Reda is head of the Ohio Oil and Gas Energy Education Program. She says abuse of prescription and illegal drugs makes it difficult to find enough workers. She says companies are reporting a rejection rate of applicants tied to drug use as high as 60 percent.

Who do you want operating that crane
Reda’s organization operates training programs throughout eastern Ohio. She says the industry is in a race against time. So far, it’s added about 39,000 jobs in Ohio but she predicts thousands of new jobs will be added during the next three years. The Ohio Department of Natural Resources says 45 new horizontal wells in eastern Ohio are already producing oil and natural gas, and it’s issued permits for nearly 500 more. 

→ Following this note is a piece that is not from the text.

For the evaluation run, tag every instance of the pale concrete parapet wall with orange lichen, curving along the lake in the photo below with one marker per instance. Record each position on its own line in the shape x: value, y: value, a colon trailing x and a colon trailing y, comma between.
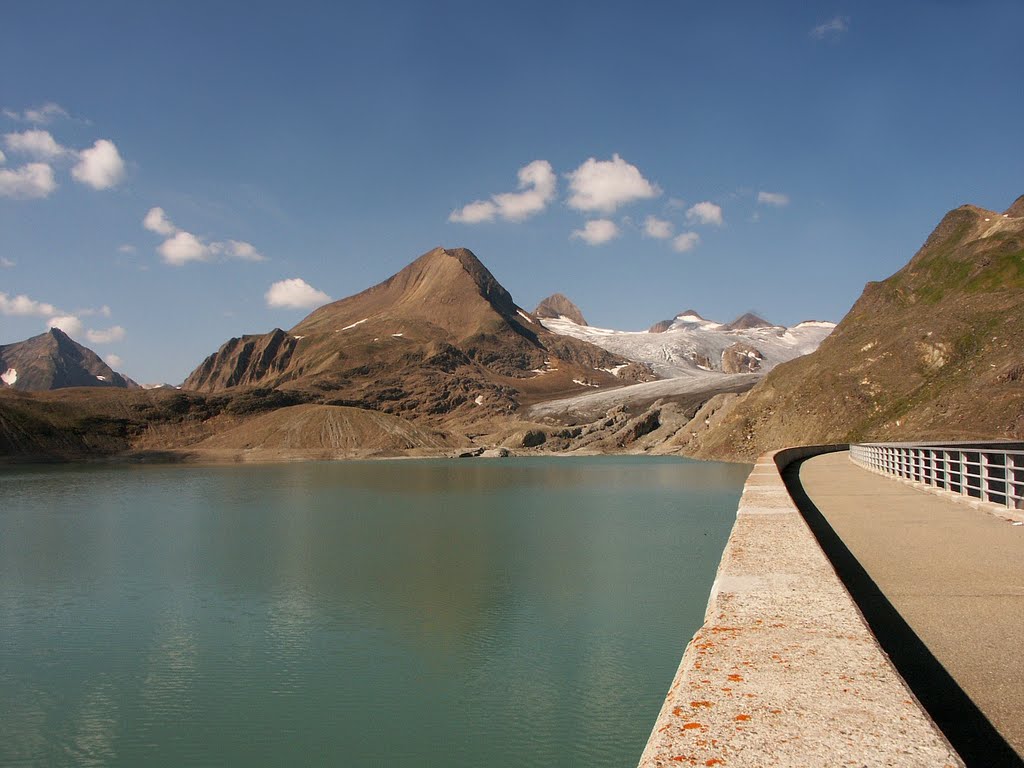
x: 785, y: 671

New Concord consultant Elizabeth Carter recruits oilfield workers. She conducts seminars in a bid to find drug-free applicants.

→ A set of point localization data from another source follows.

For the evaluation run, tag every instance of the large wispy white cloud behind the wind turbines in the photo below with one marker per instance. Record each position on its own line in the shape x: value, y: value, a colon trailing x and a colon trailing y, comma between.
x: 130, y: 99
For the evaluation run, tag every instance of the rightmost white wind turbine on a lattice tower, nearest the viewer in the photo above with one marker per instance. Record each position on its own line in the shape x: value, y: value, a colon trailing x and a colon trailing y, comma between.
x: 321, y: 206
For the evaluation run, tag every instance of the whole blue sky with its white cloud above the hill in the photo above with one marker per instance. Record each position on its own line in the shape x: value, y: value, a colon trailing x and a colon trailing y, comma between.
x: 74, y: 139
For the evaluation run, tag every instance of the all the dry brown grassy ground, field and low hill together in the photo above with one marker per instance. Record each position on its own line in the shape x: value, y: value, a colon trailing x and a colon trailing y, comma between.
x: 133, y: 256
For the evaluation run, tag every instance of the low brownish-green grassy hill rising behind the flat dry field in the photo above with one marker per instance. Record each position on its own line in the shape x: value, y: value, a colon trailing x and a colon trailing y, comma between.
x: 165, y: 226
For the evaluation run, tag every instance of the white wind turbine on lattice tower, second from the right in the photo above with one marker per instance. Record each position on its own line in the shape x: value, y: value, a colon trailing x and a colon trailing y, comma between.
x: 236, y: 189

“If you’ve got a crane operator and he’s on Vicodin right now, do you want him on your job site?” asks Carter, who then answers: “Probably not.”

Clean today, not tomorrow
Carter says some workers who pass an initial drug screen are employed only a short time because required random follow-up tests reveal problems.

“Those new hires are usually on there (lists for followup tests), and that’s when they fail the drug test. They’ve cleaned up for your pre-employment and then think that they’re good to go and then they have positive for a random.”

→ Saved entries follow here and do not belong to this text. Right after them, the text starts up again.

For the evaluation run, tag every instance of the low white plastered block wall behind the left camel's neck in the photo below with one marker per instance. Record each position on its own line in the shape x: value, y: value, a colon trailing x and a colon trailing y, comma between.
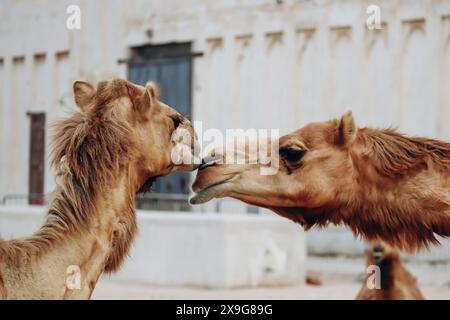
x: 201, y: 250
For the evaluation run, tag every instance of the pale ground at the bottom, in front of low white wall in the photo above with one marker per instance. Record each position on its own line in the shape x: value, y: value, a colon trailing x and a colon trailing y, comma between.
x: 341, y: 279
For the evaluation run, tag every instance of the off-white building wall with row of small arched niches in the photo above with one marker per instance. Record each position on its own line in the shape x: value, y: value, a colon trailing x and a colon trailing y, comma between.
x: 265, y: 65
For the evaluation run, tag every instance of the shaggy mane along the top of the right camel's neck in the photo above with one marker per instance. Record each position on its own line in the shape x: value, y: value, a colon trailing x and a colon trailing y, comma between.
x: 394, y: 154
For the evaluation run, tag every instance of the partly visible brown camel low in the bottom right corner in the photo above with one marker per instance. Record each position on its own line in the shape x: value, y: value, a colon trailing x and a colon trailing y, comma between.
x: 396, y: 283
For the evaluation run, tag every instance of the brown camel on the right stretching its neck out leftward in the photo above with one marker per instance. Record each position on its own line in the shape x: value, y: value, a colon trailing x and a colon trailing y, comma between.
x: 382, y: 184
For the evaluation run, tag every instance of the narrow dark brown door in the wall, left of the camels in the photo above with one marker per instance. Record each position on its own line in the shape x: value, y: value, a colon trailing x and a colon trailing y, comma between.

The Centers for Disease Control says prescription drug abuse is epidemic across the country. Dr. Neil Capretto is the medical director of Gateway Rehabilitation Centers, which includes centers in Ohio. He says he’s not surprised by a 50 to 60 percent rejection rate of potential oilfield workers in eastern Ohio. And in many working-class areas of Ohio and Pennsylvania, he says there a physical cause.

“People who are involved with more manual labor, physical type work are more likely to have work related injuries, go to doctors, get prescription medicine,” says Capretto.

Capretto and Reda both say prescription and illegal drug abuse is a huge problem, and it’s prompting energy companies to bring some workers to Ohio from other states. Reda predicts about 30 percent of new jobs created in Ohio’s oil and natural gas fields will be filled by workers from outside Ohio.